Командировка на Маяк. Моё Гонзо.
Ну, знаете командировка как командировка. Не хуже и не лучше иных. Хотя Казанский отвратителен, насколько отвратителен бывает вокзал.
Ну так что, начнём. Русскому человеку не то что бы много надо. Есть три правила, и в случае их соблюдения, скажем, остальное простительно.
Первое — не быть смешным.
Второе — не быть красивым.
Третье — не растекаться как пиво по столу. А я что мне оставалось? — я сделал из горлышка шесть глотков и снова припал головой к окошку. Чернота все плыла за окном, и все тревожила. И будила черную мысль. Я стискивал голову, чтобы отточить эту мысль, но она все никак не оттачивалась, а растекалась, как пиво по столу. «Не нравится мне эта тьма за окном, очень не нравится».
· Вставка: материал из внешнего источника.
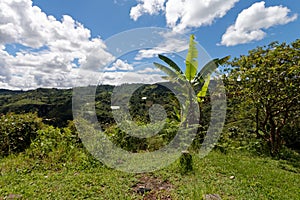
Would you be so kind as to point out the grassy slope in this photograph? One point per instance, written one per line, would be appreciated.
(255, 178)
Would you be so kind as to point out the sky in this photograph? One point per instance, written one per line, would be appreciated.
(63, 43)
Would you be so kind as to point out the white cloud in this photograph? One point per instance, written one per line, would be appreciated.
(171, 43)
(51, 47)
(146, 6)
(250, 23)
(183, 14)
(149, 70)
(120, 65)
А кому нравится? Верно. Чего говорить? Наш управдом, не брезговавши, съездил к трем вокзалам.
Мне думается, идея кинофестивалей ложна в своей основе. Допустим, вытащили бы меня из кровати и отправили на сцену. Иди, Сибирин, в одних трусах, объясняй свои стихи. Мне вчера хозяин выписал расчет. А что я могу объяснить? Сумма слов, немного трагедии, как говорил Лотман, филологическая витиеватость. А что сказать еще? Пожалуй, не сегодня.
А поезд был хорош. Насколько хорошим может быть поезд. Не дай вам Бог знать, как пьют киномеханики и Александр Робак. Пьют так, что в вагоне-ресторане не осталось водки к первому вечеру. К девяти.
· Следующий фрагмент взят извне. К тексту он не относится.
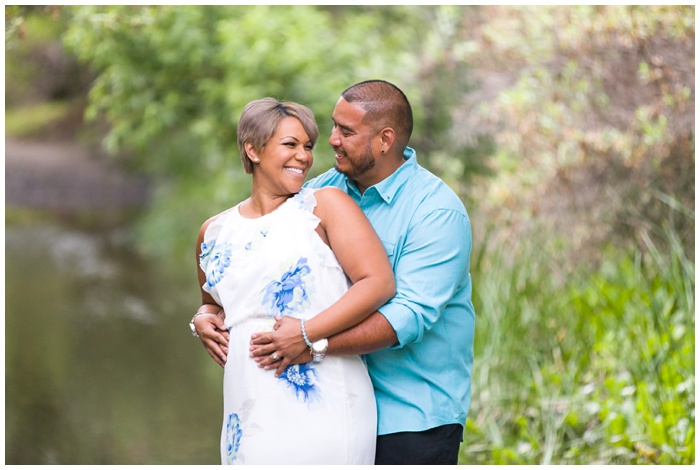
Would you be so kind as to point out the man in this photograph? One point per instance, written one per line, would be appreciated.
(419, 346)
Ну, как-то доехали. Отель как отель. Панорамные лифты, но слишком подозрительные охранники. Охранники в целом — оминималенные чекисты. Но вот геленджикские охранники, таких я не видывал. Так дотошно меня еще никто не разглядывал. Страшно сказать, даже ни одна женщина, что крайне обидно.
Охранники, отель. Далее кино. Главнейшее из искусств. Русский режиссер всегда следует интенции, и это очень странно. Первый — «брату», второй — Хамдамову, третий — Ренате, четвертый — Бог кому запретит сказать наследует.
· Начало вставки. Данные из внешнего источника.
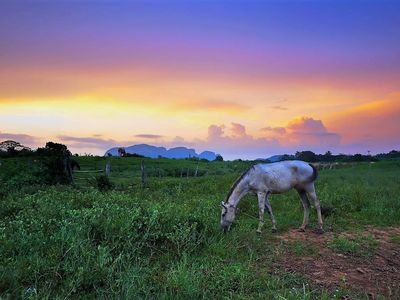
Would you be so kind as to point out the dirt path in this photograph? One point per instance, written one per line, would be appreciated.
(378, 274)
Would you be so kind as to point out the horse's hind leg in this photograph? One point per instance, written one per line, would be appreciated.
(271, 215)
(306, 206)
(311, 193)
(261, 203)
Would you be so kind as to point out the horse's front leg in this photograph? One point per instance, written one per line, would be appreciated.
(261, 204)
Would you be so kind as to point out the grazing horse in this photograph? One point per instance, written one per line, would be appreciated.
(273, 178)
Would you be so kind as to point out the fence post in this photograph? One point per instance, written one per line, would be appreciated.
(143, 173)
(108, 168)
(67, 165)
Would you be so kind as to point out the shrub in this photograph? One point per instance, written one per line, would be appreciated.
(104, 183)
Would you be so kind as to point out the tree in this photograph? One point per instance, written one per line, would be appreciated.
(308, 156)
(57, 162)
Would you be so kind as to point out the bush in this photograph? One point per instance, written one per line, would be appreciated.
(104, 183)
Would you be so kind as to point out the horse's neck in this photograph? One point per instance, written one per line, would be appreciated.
(239, 191)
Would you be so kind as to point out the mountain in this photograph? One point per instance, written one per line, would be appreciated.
(154, 152)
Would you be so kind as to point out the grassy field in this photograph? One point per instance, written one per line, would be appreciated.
(164, 241)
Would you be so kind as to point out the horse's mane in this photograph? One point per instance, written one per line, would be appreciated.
(237, 182)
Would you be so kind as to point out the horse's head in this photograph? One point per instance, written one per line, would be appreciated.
(227, 215)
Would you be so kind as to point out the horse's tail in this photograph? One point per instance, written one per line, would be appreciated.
(314, 175)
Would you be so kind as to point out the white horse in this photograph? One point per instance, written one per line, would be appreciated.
(273, 178)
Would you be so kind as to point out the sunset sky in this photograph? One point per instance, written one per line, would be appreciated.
(245, 79)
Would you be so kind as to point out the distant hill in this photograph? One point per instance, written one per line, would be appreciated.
(155, 152)
(274, 158)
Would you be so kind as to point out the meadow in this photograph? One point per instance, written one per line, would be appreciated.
(163, 240)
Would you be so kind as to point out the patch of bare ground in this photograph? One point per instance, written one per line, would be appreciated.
(378, 274)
Хочется подойти к русскому режиссеру, хлопнуть по плечу и сказать: А не хочешь попробовать быть собой? Ну, он конечно откажется, ибо русский режиссер следует интенции.
Понравилось ли мне кино? Ну, кино как кино. Да, честно понравилось. В особенности, два фильма: короткий метр «Хребет» и полный «Кончится лето». Два самых нативных фильма. Из журнала «Сеанс» меня бы уволили до конца практики. А что я могу сделать?
«Хребет» — это максимально христианское высказывание о невозможности выбора. Думаю, русские люди меня поймут. «Кончится лето» — максимально христианское высказывание о множественности выбора, пока ты не поймешь, что никакого выбора не было. А я, знаете ли, ходок до христианских высказываний. Ну, вот например:
«На рассвете взлетали голуби. Шагая в знобящих утрах призывной осени, он ощущал странную невесомость тела, которая сплеталась в его сознании с необъяснимостью всего, что он знал и чувствовал».
Советую вам ненавидеть искусство, потому что ничего хорошего оно вам не принесет.